Exudative diathesis - we act comprehensively
Notes from old newspapers help to assess the scale of the incidence of diphtheria in ancient times. Thus, the St. Petersburg Gazette in 1869 wrote that in two districts of the Don Army Region a “malignant toad” was rampant, from which children in huge numbers died within three days. There are farms where there are no children left at all. In the Khopyorsky district alone (now the territory of the Krasnodar Territory), 8,000 children died in a year.
How can a child become infected with diphtheria?
The diphtheria bacillus has the ability to dry out and persist for a long time in handkerchiefs, bedding, clothing, on toys and furniture, and in dust.
A child can become infected by contact with a sick person or with someone who is a carrier of the bacteria (the carriers themselves do not get sick, but they infect those around them).
Important! Children become infected more often in groups through direct contact with sick people or carriers, as well as through toys, clothes, poorly washed dishes and unprocessed foods.
Population immunization
Currently, immunization of the population is the most effective way to prevent the occurrence of diphtheria. Immunization is carried out by administering the vaccine against diphtheria, whooping cough, tetanus (DTP) in 3 stages:
- first vaccination at 3 months;
- second vaccination at 4.5 months;
- third vaccination at 6 months.
Next, revaccination of the population is carried out:
- first – at 18 months;
- the second - at 7 years old;
- the third - at 14 years old.
Afterwards, all adults undergo revaccination against diphtheria every 10 years from the date of the last revaccination.
How does diphtheria manifest in children?

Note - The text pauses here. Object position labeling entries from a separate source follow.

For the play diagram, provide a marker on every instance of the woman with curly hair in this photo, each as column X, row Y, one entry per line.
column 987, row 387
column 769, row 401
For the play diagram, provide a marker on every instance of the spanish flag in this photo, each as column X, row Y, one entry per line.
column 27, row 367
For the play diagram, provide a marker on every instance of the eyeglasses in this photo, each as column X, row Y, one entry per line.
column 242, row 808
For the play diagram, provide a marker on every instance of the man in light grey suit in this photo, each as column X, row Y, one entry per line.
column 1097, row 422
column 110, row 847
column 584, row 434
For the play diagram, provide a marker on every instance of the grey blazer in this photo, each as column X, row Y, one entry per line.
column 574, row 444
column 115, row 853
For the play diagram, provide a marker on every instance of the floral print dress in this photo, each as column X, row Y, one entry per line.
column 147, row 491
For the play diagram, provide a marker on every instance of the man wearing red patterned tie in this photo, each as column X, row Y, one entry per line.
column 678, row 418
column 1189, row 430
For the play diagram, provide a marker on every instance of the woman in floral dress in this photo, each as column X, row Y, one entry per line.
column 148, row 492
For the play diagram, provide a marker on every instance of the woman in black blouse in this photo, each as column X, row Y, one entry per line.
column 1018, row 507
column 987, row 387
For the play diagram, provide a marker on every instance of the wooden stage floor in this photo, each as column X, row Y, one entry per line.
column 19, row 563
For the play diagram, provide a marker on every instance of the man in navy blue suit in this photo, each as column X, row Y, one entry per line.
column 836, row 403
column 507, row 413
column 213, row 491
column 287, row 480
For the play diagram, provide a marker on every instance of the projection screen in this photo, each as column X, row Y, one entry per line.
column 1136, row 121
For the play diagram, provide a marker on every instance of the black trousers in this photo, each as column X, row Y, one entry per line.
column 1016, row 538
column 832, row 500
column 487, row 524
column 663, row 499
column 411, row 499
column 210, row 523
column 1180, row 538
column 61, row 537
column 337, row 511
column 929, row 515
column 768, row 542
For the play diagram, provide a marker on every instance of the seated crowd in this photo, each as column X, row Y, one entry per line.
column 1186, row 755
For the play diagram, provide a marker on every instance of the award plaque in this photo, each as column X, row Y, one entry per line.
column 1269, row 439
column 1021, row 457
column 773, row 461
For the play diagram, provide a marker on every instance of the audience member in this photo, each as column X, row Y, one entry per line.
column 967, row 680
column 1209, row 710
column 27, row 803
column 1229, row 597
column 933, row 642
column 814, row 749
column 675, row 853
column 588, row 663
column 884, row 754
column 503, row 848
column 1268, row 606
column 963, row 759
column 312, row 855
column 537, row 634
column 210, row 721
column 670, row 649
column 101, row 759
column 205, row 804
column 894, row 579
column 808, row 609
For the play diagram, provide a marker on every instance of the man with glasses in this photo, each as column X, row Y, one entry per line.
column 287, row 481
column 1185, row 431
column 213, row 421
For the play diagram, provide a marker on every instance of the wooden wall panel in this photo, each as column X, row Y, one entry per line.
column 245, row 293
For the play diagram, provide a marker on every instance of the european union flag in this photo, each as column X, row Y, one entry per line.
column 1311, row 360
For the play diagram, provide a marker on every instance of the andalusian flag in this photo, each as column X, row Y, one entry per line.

The disease can affect the eyes, nasal mucosa and skin, but in 99% of cases, diphtheria in children manifests itself as a sore throat.
The child becomes very pale and weak. Body temperature rises to 38 degrees Celsius (it is at this point that diphtheria bacilli multiply well). Quite quickly the baby’s well-being deteriorates, visible swelling of the neck and difficulty swallowing appear. In the mouth of the baby, characteristic “fibrinous” deposits are visible: smooth, gray, shiny. They protrude beyond the tonsils and often creep onto the soft palate. If we could look further, we would see: the plaque goes deep down, covering the walls of the trachea and bronchi. With such a picture, it seems strange that the throat almost does not hurt. The explanation is simple: the diphtheria bacillus, so as not to be detected for as long as possible, anesthetizes the place of its attachment to the tissues.
Note: a child with diphtheria dies by suffocating with films, or from complications of the heart, kidneys, or adrenal glands.
There are diphtheria of varying degrees of severity - first, second and third. Doctors focus on the prevalence of swelling of the cervical tissue:
- to the middle of the neck - I degree;
- to the collarbones - II;
- below the collarbones - III.
Diagnostics
Diphtheria is diagnosed based on clinical manifestations and laboratory data. Among the clinical symptoms, an important sign for diagnosis is taken into account: the presence of a characteristic dense fibrinous film that is difficult to remove.
Laboratory methods used:
- a blood test to check for the presence of diphtheria antitoxin in the child’s blood;
- bacterioscopic: detection of corynebacteria under a microscope in a smear from the affected area;
- a bacteriological method that allows you to isolate diphtheria bacilli from a smear taken from the affected area.
A fact confirming the diagnosis is also the reverse development of all manifestations of diphtheria just one day after the intravenous infusion of anti-diphtheria serum.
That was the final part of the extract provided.